As shown in Figure 7, the F1-score consistently increased with the number of image encoder layers on both the Visual Genome and Flickr30k Entities datasets. On the Visual Genome dataset, an encoder with 152 layers achieved an F1-score of 71%, representing a 1.5% improvement over the 18-layer variant. Similarly, on the Flickr30k Entities dataset, the 152-layer encoder yielded an F1-score of 68.2%, surpassing the 18-layer model by 2.4%. These results indicate that deeper encoders facilitated the extraction of richer multi-scale visual features, encompassing both abstract global semantics and fine-grained local textures, thereby providing hierarchical visual representation for vision-language alignment. For instance, the increased receptive field of deeper networks enhanced the model's ability to capture intricate associations in advertising imagery, such as "premium packaging – golden texture – positive sentiment toward product quality" more accurately, enhancing the accuracy of multimodal semantic fusion. At the same time, diminishing returns were observed as encoder depth increased, suggesting that the coordinated multi-module framework balanced feature richness with computational efficiency and prevented overfitting, thereby ensuring the effectiveness of deep encoding.
(a) Visual Genome dataset
(b) Flickr30k Entities dataset
Figure 7. Performance comparison across different numbers of image encoder layers
In summary, experimental results demonstrated that the proposed model exhibited superior performance in advertising image sentiment analysis by optimizing the depth of the image encoder and integrating a coordinated design of multi-granularity alignment, dynamic visual fusion, and a text-centered training strategy. The adoption of a deeper encoder enhanced the extraction of multi-scale visual features, while the collaborative functioning of multiple modules enabled precise capture of associations between visual and textual semantics. This effectively addressed the limitations of shallow visual feature hierarchies and insufficient cross-modal semantic fusion. The model achieved a high F1-score on public benchmark datasets, thereby validating its effectiveness. A robust and efficient solution was thus provided for fine-grained sentiment analysis in advertising scenarios, offering significant value for both academic research and real-world applications.

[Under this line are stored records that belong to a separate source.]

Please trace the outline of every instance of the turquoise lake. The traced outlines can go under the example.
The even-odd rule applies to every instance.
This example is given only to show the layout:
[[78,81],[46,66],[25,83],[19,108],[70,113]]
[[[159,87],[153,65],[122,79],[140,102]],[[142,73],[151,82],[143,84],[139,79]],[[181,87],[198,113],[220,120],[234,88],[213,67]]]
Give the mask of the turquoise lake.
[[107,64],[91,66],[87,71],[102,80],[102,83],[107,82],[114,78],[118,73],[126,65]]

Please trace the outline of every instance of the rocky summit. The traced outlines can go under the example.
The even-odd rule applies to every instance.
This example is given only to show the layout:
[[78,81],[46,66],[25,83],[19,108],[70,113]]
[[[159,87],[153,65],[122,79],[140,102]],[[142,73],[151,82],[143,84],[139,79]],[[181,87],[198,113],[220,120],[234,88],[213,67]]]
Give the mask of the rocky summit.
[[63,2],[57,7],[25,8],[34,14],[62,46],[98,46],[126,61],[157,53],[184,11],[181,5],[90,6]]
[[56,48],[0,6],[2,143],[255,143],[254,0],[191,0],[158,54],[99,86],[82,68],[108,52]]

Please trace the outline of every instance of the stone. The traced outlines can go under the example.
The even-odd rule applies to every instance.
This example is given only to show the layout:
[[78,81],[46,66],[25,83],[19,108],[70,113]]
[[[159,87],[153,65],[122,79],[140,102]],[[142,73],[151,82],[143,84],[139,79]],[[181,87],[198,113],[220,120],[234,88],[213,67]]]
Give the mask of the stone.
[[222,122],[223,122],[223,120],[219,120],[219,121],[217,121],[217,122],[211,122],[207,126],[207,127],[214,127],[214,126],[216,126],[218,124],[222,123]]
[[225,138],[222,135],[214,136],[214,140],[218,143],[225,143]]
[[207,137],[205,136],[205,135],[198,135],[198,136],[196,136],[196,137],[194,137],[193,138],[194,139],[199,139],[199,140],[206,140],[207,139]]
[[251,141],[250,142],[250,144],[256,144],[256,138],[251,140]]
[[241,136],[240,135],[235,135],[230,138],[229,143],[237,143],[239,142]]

As for the attribute-level sentiment analysis task in advertising images, a hierarchical vision-language alignment and fusion model was proposed. By integrating multi-granularity vision-language alignment, multi-scale visual attribute fusion, and text-centered training, a complete framework was established for feature extraction and cross-modal semantic integration. The core components of the framework comprise the following: (a) Multi-granularity alignment was applied to global scenes, local objects, and character-level text in advertising images, enabling a precise mapping from visual elements to textual attributes and sentiment viewpoints. This approach effectively addressed the issue of weak visual-textual semantic associations. (b) Top-V visual attribute-viewpoint pairs and dynamic visual prompts were fused to extract multidimensional sentiment features—such as color, shape, and embedded text content—thereby enhancing the accuracy of fine-grained sentiment analysis. (c) A text-centered training paradigm was adopted to suppress irrelevant visual noise and reinforce the dominant role of text, thereby improving model robustness in complex contexts.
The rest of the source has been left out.